A medical classification is used to transform descriptions of medical diagnoses or procedures into standardized statistical code in a process known as clinical coding. Diagnosis classifications list diagnosis codes, which are used to track diseases and other health conditions, inclusive of chronic diseases such as diabetes mellitus and heart disease, and infectious diseases such as norovirus, the flu, and athlete's foot. Procedure classifications list procedure code, which are used to capture interventional data. These diagnosis and procedure codes are used by health care providers, government health programs, private health insurance companies, workers' compensation carriers, software developers, and others for a variety of applications in medicine, public health and medical informatics, including:
statistical analysis of diseases and therapeutic actions
reimbursement (e.g., to process claims in medical billing based on diagnosis-related groups)
knowledge-based and decision support systems
direct surveillance of epidemic or pandemic outbreaks
There are country specific standards and international classification systems.
Many different medical classifications exist, though they occur into two main groupings: Statistical classifications and Nomenclatures.

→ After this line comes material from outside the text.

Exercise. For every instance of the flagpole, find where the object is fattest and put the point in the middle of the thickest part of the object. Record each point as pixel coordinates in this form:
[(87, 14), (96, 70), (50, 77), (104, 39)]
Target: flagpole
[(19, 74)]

A statistical classification brings together similar clinical concepts and groups them into categories. The number of categories is limited so that the classification does not become too big. An example of this is used by the International Statistical Classification of Diseases and Related Health Problems (known as ICD). ICD-10 groups diseases of the circulatory system into one "chapter," known as Chapter , covering codes I00–I99. One of the codes in this chapter (I47.1) has the code title (rubric) Supraventricular tachycardia. However, there are several other clinical concepts that are also classified here. Among them are paroxysmal atrial tachycardia, paroxysmal junctional tachycardia, auricular tachycardia and nodal tachycardia.